Quality healthcare transcends the medical profession, as evidenced by a new project led by West Virginia University that includes not only health experts but engineers, a physicist, a lawyer and a business data analyst.
“Bridges in Digital Health,” which recently received $3 million from the National Science Foundation, hopes to address the combination of rising healthcare costs, the expansion of the nation’s elderly population and health disparities, particularly in rural communities, through advances in digital health and artificial intelligence, and training the next generation of professionals to develop and deploy such advances.

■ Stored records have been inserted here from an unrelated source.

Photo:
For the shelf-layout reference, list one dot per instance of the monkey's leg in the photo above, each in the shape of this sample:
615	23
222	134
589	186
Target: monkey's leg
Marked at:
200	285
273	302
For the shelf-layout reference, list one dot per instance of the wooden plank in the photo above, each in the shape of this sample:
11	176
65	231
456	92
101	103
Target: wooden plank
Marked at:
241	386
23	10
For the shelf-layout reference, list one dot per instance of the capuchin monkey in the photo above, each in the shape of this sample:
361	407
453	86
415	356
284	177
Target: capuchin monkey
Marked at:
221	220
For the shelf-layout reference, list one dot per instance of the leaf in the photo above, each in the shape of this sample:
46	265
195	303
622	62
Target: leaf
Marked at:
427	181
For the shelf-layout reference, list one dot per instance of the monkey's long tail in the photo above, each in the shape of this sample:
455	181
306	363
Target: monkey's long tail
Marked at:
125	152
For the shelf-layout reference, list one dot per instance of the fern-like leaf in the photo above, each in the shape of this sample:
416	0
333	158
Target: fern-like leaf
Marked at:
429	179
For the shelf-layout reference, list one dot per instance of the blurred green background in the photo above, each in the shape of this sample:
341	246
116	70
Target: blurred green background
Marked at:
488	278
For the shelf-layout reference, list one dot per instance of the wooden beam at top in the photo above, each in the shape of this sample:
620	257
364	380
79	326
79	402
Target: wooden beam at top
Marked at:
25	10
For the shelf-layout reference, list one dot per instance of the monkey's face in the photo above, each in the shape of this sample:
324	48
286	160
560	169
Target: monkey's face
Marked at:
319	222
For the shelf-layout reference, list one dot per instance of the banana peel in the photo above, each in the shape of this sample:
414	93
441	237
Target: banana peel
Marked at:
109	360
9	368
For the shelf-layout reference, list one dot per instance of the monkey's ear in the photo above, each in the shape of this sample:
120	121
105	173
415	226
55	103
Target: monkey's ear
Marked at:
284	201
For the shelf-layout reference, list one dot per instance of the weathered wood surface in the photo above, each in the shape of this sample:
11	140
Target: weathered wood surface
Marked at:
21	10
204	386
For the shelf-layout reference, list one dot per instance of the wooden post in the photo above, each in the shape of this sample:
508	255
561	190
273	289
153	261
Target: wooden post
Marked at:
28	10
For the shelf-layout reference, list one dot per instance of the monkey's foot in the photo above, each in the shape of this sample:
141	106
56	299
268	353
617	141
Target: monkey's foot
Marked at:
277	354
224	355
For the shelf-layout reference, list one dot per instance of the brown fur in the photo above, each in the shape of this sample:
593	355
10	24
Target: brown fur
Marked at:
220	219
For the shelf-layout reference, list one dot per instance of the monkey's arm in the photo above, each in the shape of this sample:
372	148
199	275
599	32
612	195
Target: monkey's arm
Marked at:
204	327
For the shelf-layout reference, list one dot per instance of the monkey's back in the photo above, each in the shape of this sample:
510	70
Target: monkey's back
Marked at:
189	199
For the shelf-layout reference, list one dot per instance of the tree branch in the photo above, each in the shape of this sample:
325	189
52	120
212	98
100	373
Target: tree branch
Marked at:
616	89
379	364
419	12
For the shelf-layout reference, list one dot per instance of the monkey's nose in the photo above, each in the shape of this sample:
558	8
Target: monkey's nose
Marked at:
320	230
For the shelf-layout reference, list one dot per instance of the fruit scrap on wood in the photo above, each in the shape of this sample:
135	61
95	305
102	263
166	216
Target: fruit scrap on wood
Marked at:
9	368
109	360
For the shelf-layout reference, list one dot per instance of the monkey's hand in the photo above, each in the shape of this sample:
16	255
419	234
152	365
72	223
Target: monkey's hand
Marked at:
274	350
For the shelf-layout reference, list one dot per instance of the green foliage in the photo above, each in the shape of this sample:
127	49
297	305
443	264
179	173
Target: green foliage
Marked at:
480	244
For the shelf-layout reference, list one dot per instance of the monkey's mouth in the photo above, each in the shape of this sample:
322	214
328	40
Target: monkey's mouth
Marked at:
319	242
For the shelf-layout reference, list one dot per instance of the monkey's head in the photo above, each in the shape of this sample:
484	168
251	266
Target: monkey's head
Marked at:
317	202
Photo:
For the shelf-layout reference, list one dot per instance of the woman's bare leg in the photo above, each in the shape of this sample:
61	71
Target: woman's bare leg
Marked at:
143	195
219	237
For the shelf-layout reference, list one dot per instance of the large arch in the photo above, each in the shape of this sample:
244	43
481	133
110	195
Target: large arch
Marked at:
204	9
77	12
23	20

Digital health is a rapidly growing field that involves clinical and biomedical data including prescriptions, medical images, ultrasound videos, electronic health records and data from mobile devices and wearables, such as Fitbit, said Donald Adjeroh, lead investigator of the project and professor and associate chair in the Lane Department of Computer Science and Electrical Engineering.
Two of our pathway themes in the project are focused on the use of data science and A.I. on two key areas in healthcare: namely, cardiovascular health (analysis of cardiac images, especially, echocardiograms), and genomics (analysis and functional annotation of long non-coding ribonucleic acids – a type of RNA – and their role in disease prediction and prognosis).”
Donald Adjeroh, lead investigator of the project
“Apart from traditional electronic health records, our health data will come from different sources and devices, including wearable devices such as hand-held mobile cardiac ultrasound devices, or pocket EKG monitors, low-cost mobile activity monitors, Fitbits, smart watches, social media, etc. Such low-cost wearable devices and data sources are important in collecting health-related data from individuals in rural areas, and outside the hospital setting, important for preventive care.”
Adjeroh noted that various recent reports, including results from WVU labs, document the success stories of A.I. techniques on health problems including breast cancer detection, diagnosing eye diseases, reading cardiac ultrasound images, early prediction of acute kidney failure, predicting adverse drug events and visualization of neuronal structures in the brain.
“These methods have shown performance that are close to human performance, and at times outperform human professionals on some of these tasks,” he said.
The NSF funding will help establish a new graduate education and traineeship model to prepare students to work in collaborative teams to develop and apply data science and A.I. techniques in addressing digital health issues. The project anticipates training 24 funded and 40 unfunded master’s and doctoral students from different disciplines including engineering, computer science, medicine, health sciences, physical sciences and economics.